Chez l’adulte immunocompétent, 90% des toux chroniques sont dues aux trois étiologies suivantes :
Avec quatre diagnostics supplémentaires, ce sont 95% des étiologies de toux chronique qui sont représentées. Il s’agit de la bronchite chronique à éosinophiles non asthmatique (BENA), des bronchiectasies, de la prise d’inhibiteurs de l’enzyme de conversion (IEC)3 et de la bronchopneumopathie chronique obstructive (BPCO). Plusieurs étiologies peuvent coexister, en particulier en présence d’une hypersensibilité du réflexe de la toux, un phénomène qui sera décrit plus bas. Les principales causes de toux chronique sont résumées dans le tableau 1 et brièvement détaillées ci-dessous.

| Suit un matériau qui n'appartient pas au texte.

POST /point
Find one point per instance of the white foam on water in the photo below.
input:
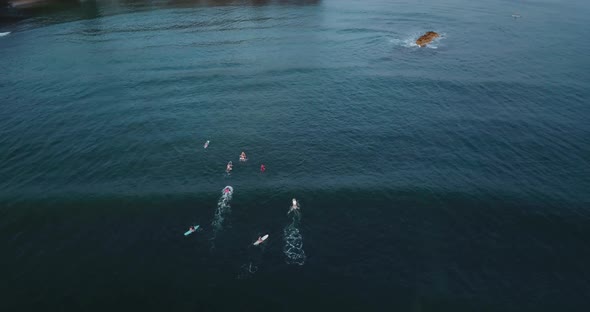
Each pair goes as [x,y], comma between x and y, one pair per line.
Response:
[293,248]
[223,209]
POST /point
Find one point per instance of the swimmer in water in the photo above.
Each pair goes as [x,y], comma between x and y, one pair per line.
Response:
[294,206]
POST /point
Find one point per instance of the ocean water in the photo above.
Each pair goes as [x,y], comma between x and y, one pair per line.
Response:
[454,177]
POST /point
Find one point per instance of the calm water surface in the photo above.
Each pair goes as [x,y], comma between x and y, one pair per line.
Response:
[453,177]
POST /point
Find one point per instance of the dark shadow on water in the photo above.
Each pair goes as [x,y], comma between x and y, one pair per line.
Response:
[57,11]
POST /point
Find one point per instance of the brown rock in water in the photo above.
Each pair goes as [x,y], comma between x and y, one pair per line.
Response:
[426,38]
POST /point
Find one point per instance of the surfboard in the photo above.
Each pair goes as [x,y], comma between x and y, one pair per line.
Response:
[189,232]
[261,240]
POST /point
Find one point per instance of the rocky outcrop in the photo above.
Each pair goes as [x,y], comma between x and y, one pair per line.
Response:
[426,38]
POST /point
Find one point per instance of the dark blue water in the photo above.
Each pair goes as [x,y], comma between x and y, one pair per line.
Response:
[448,178]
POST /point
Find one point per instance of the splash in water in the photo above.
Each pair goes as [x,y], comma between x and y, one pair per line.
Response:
[293,249]
[223,209]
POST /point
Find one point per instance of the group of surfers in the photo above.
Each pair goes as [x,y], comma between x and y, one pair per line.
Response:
[261,239]
[243,158]
[228,169]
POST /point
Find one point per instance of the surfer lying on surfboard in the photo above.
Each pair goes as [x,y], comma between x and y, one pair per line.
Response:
[191,230]
[294,205]
[260,240]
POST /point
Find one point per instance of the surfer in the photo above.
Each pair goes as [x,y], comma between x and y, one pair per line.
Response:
[260,240]
[294,205]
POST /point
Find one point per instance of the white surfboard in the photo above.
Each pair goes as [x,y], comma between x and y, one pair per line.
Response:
[260,240]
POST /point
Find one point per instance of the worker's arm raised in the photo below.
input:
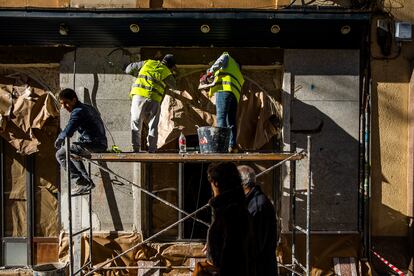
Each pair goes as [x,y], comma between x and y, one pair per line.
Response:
[133,68]
[221,62]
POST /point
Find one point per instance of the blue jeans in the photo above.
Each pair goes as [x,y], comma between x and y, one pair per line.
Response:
[226,112]
[76,167]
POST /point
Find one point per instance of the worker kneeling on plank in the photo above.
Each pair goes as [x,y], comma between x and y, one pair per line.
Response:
[229,245]
[264,223]
[86,120]
[152,79]
[228,83]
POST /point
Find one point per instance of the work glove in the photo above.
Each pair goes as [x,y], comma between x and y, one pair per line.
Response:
[206,78]
[59,143]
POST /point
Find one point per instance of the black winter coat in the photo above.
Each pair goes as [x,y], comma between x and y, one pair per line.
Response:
[228,238]
[265,232]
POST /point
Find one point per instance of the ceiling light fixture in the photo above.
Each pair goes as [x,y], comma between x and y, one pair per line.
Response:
[63,29]
[134,28]
[345,29]
[275,29]
[205,28]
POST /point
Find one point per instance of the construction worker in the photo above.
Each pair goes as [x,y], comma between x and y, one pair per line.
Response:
[264,223]
[87,121]
[152,79]
[228,82]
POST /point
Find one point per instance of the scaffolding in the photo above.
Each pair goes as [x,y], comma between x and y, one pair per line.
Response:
[281,158]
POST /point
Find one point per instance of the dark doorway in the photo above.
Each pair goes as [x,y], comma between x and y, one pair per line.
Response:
[197,192]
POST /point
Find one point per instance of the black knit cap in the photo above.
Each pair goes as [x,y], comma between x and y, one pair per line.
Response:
[169,60]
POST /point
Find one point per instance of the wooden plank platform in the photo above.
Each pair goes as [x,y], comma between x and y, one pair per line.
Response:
[191,157]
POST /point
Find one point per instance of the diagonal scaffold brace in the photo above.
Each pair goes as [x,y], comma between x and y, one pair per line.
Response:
[142,189]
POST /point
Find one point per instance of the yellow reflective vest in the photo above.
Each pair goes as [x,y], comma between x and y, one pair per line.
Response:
[150,81]
[228,79]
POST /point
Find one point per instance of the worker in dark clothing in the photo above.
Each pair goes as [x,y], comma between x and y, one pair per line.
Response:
[264,223]
[153,77]
[87,121]
[229,236]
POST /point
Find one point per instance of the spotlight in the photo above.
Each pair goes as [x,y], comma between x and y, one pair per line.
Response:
[134,28]
[345,29]
[205,28]
[63,29]
[275,29]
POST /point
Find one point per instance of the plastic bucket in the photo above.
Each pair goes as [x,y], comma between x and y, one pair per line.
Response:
[52,269]
[214,139]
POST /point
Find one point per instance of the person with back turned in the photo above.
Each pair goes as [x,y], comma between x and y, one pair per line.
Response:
[86,120]
[229,236]
[152,79]
[227,82]
[264,222]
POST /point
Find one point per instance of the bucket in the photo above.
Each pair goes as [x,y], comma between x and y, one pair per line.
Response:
[214,139]
[51,269]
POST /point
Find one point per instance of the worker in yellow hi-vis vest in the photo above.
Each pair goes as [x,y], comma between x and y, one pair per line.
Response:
[228,83]
[153,77]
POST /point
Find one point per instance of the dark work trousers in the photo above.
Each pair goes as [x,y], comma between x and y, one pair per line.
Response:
[76,167]
[226,111]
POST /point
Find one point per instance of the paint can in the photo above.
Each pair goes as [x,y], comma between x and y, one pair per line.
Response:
[50,269]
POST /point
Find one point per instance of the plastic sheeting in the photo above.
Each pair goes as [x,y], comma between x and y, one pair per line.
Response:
[106,246]
[29,120]
[31,107]
[259,111]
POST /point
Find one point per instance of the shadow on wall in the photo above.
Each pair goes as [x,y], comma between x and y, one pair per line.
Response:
[334,170]
[388,225]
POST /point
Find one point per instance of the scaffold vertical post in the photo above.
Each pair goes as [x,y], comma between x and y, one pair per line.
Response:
[308,206]
[69,191]
[292,193]
[90,221]
[180,199]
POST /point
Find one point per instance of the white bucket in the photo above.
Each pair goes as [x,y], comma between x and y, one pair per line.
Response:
[52,269]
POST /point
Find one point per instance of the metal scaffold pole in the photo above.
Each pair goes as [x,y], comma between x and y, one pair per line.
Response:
[283,158]
[308,207]
[67,147]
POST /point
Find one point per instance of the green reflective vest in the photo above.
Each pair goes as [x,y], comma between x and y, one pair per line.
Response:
[229,79]
[149,83]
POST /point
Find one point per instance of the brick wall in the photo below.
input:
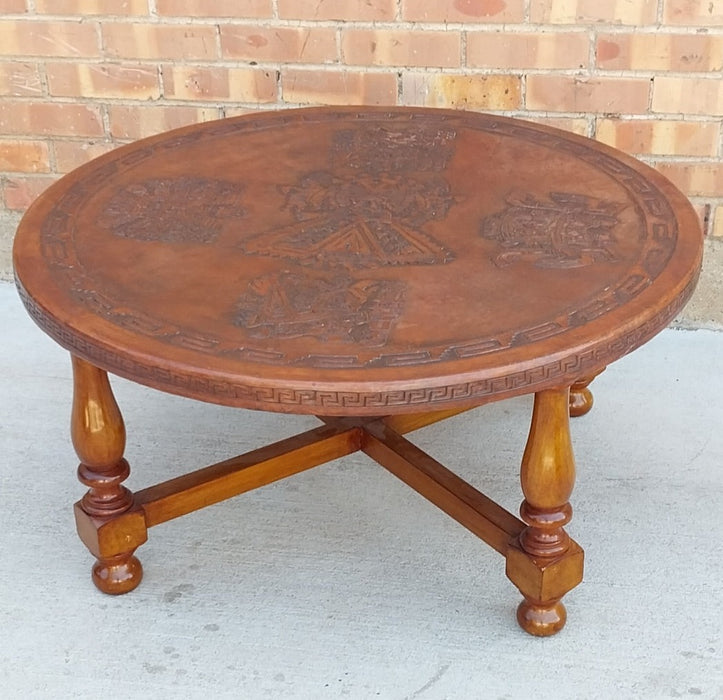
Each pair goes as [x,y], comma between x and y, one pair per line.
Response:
[79,77]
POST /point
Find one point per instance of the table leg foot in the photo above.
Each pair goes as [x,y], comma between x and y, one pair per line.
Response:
[541,619]
[116,575]
[108,522]
[543,562]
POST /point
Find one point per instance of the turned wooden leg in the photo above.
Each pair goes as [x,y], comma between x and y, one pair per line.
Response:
[581,399]
[543,562]
[105,518]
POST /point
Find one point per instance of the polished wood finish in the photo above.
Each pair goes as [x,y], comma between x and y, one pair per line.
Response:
[547,476]
[383,269]
[104,522]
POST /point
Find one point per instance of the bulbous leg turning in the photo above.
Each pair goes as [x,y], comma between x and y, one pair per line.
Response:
[118,574]
[543,562]
[541,620]
[106,520]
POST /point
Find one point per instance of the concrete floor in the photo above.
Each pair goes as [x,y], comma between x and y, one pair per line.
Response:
[341,582]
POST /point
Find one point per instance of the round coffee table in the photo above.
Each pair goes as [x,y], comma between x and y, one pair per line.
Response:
[382,268]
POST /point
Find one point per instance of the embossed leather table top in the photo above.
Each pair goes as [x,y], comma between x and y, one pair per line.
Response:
[349,261]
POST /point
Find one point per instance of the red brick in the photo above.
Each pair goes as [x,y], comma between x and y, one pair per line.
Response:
[693,12]
[105,80]
[244,9]
[72,154]
[660,137]
[154,41]
[281,44]
[8,7]
[565,93]
[21,192]
[139,121]
[401,48]
[494,92]
[24,156]
[702,96]
[632,12]
[663,52]
[548,50]
[575,125]
[694,179]
[463,11]
[338,87]
[92,7]
[48,38]
[209,83]
[360,10]
[45,118]
[19,79]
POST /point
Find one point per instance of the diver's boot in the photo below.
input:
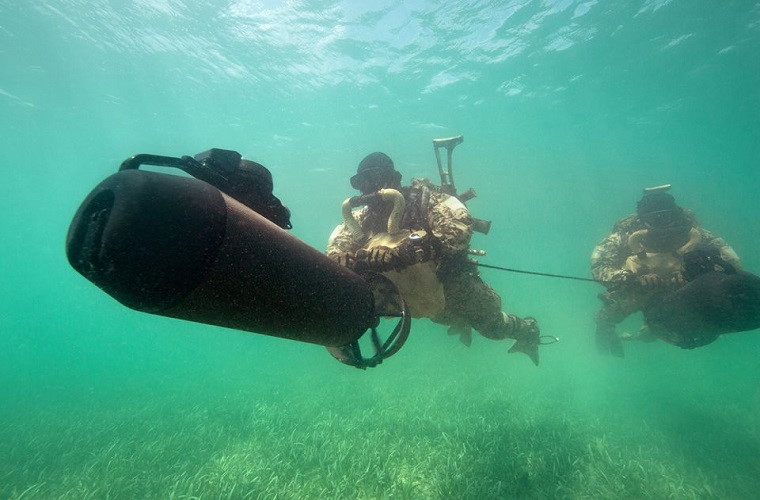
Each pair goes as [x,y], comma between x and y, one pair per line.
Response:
[526,334]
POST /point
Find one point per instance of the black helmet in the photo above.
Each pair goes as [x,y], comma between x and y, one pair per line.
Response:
[658,209]
[374,172]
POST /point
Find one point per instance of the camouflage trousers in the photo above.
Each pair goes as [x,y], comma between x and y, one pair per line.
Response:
[471,302]
[618,305]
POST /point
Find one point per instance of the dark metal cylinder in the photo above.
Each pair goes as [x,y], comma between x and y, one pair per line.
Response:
[179,247]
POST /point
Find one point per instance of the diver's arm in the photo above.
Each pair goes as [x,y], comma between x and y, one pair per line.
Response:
[727,253]
[608,259]
[342,241]
[450,223]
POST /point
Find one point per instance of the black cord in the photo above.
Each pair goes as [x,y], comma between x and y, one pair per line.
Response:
[536,273]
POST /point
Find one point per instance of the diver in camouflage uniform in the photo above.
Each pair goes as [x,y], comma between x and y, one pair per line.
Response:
[469,301]
[625,261]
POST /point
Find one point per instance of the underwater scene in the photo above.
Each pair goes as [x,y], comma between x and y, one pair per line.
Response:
[567,110]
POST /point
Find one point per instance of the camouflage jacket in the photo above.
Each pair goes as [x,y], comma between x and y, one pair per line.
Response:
[609,256]
[443,216]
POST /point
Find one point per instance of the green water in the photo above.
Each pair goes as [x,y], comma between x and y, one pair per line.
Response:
[568,109]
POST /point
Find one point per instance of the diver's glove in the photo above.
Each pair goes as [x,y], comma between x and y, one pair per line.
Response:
[379,259]
[418,247]
[650,281]
[345,259]
[620,279]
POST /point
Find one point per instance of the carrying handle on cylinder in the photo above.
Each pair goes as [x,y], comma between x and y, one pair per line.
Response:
[388,303]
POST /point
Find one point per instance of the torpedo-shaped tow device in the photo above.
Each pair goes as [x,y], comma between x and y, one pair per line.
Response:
[213,249]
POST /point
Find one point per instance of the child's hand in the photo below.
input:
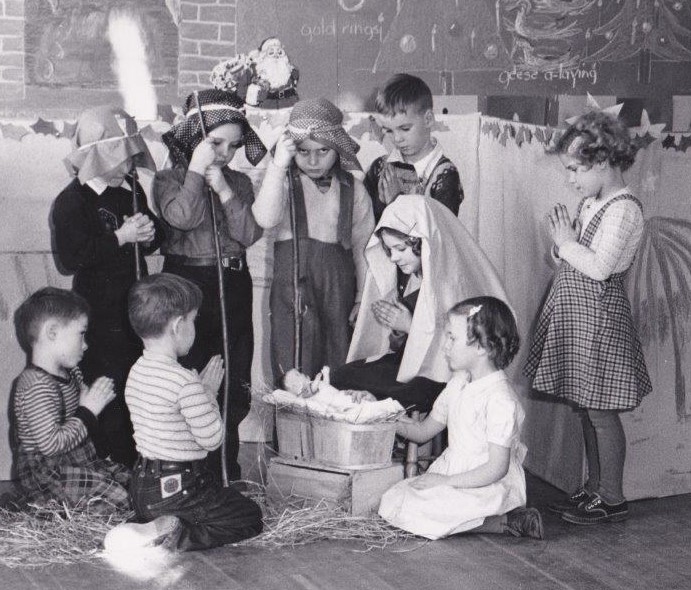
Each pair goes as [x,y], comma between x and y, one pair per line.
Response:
[204,155]
[285,150]
[561,228]
[352,317]
[98,396]
[212,375]
[138,228]
[389,184]
[215,179]
[394,316]
[429,480]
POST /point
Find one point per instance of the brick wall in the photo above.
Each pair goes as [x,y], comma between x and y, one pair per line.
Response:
[207,35]
[11,49]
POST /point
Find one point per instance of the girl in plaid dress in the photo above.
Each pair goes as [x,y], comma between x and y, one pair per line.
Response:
[56,414]
[585,348]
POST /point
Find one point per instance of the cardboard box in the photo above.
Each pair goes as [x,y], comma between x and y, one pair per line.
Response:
[357,491]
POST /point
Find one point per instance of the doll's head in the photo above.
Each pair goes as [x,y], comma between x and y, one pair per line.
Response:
[316,127]
[297,383]
[480,326]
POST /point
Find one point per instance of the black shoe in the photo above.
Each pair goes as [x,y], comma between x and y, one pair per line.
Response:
[570,502]
[596,511]
[525,522]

Le STOVAS, appelé aussi «écoulement postérieur» ou improprement «syndrome descendant», regroupe des pathologies ayant comme mécanisme commun la stimulation (par une production excessive de mucus ou par une irritation de la muqueuse) des récepteurs de toux situés dans la sphère ORL. Elles sont résumées dans le tableau 2. Le STOVAS peut se manifester par une congestion nasale, un écoulement postérieur visible sur la paroi postérieure du pharynx ou une rhinorrhée. Il peut cependant n’avoir aucune autre manifestation que la toux dans près de la moitié des cas.
Classiquement, l’asthme se manifeste par des épisodes de dyspnée, associés à des sibilances et à une toux sèche. Sur le plan fonctionnel, le diagnostic se base sur la présence d’un syndrome obstructif réversible aux fonctions pulmonaires ou d’une variabilité du débit expiratoire de pointe (DEP ou peak flow en anglais). Il existe cependant une variante de l’asthme, nommée cough variant asthma par les Anglo-Saxons, qui se manifeste par une toux chronique sans autre symptôme associé et sans modification spirométrique ou variabilité du DEP.4 Celle-ci sera abordée plus en détail ultérieurement.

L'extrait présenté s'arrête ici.